I had a ~ 6 month stint using Qt, after coming from iOS/OSX development. I found it to be a really cumbersome mechanism, particularly when concurrency was involved. I feel like there is a lot of momentum around functional reactive. Anyone know of a comparison between this and reactive approaches?
They are a useful mechanism for linking different parts of a program without having to couple objects together. OOP can lead to a lot of inflexibility, but historically has been the most obvious mechanism in C++ for one object to learn about what another object is doing: pass a pointer to itself, etc. But this often requires inheritance, polymorphism, virtual interfaces, a number of idioms that can complicate this basic requirement. Signals and slots allow the objects to not know anything about each other, not store pointers to each other, be more or less isolated, except for this one little connection between them that is otherwise anonymous to both.
Observer pattern. Say you have some event that occurs, and some objects that want to know about it. You make a signal and connect some observers to it. When you fire the signal the observers receive some parameters and do their calculations.
Why it's interesting alternative: regular observer pattern make observed code depend (at compile time) on the observing code. Signals/slots remove this dependency, and allow for external configuration of these.

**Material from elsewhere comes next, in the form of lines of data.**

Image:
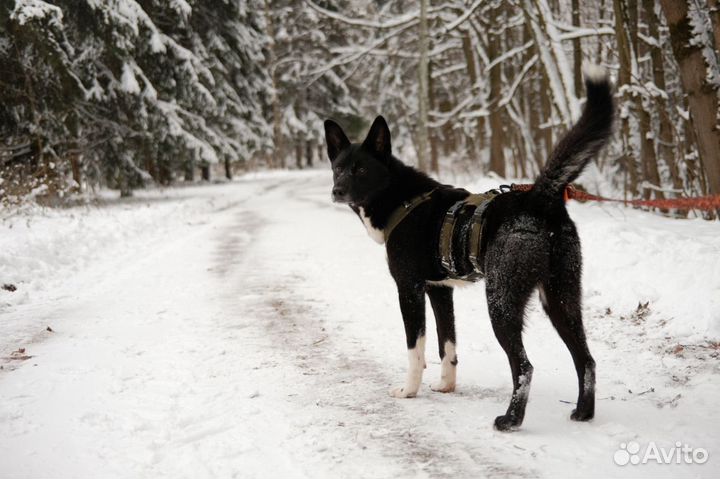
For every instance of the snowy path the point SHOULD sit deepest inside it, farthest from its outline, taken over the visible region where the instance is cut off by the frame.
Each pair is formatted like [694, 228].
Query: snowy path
[252, 330]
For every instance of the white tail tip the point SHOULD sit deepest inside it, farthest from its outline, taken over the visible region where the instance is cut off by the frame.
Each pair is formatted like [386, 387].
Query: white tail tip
[594, 72]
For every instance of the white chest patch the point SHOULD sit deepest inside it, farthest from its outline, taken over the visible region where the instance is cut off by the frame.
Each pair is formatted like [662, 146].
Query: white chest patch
[377, 235]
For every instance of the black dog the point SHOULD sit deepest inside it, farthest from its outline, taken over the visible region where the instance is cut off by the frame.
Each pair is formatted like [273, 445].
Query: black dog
[528, 242]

It's a dependency injection mechanism when you think about it.
Someone posts a link to A and immediately there is a comment - "How is it better than B? How is it different from C?" You know what, bud, if you know about B and C, excellent. Why don't you take a look at A and do everyone a favor and answer your own question. Otherwise it sound like a lazy-ass highbrow dismissal - "Pfft, A? Why bother? There is B, for chrissake, that even the last imbecile here is familiar with."
Please try and make a sliver of effort when commenting on other people's work.
Because my time is limited and I would like to know why I should spend time evaluating it, instead of using a battle tested library that exists since late 90's and that follows modern C++.
If the OP only wants to learn how to do it, or to build its portfolio for a possible job interview, it is fair enough and I don't need to bother with it.
If the author wants to do a kick-ass replacement of libsigc++, then it is probably worth my expensive time to look into it.
Everyone's time is limited, whether it's useful to you (or not), only you can say. You are basically implying that the time of other people is less valuable than yours when you say "please tell me why I must look at it".
i'll respectfully disagree. it's very useful if somebody who has used both (or one but with good understanding of the other) could comment exactly what are the pros and cons of both solutions; to put it differently, why you should use one instead of the other.
Do you check all the libraries and programming languages yourself, or do you rely on the opinion of others via blogs, books, magazine articles, comments in forums like HN?
Regardless of why you said it, you could've worded in a more civil way. Compare -
How is this better than Xyz?
to
How does this compare to Xyz?
It's one character longer, but it doesn't automatically imply that the original submission is a crap not worthy even a shortest glimpse. Unless of course the purpose of your comment was indeed to show that you are the royalty of the programming world whose time is very expensive.
I love asking that question, because usually somebody chimes in with deep understanding of the relevant domain that I don't have and can't get unless I'm using it daily.
For example, recently someone linked to Dolphin smalltalk, and I asked how it was different than Pharo - I'm not an expert in either, and the answer was greatly illuminating.
Also, this kind of question usually leads to me looking at other items related to the thing posted that I was unaware of. I don't think it's a bad question at all. Hell, sometimes the author comes in to explain it!
The code in the library is pretty old and I suppose that an update with regards to C++11/14/17 would make it much better in every regard.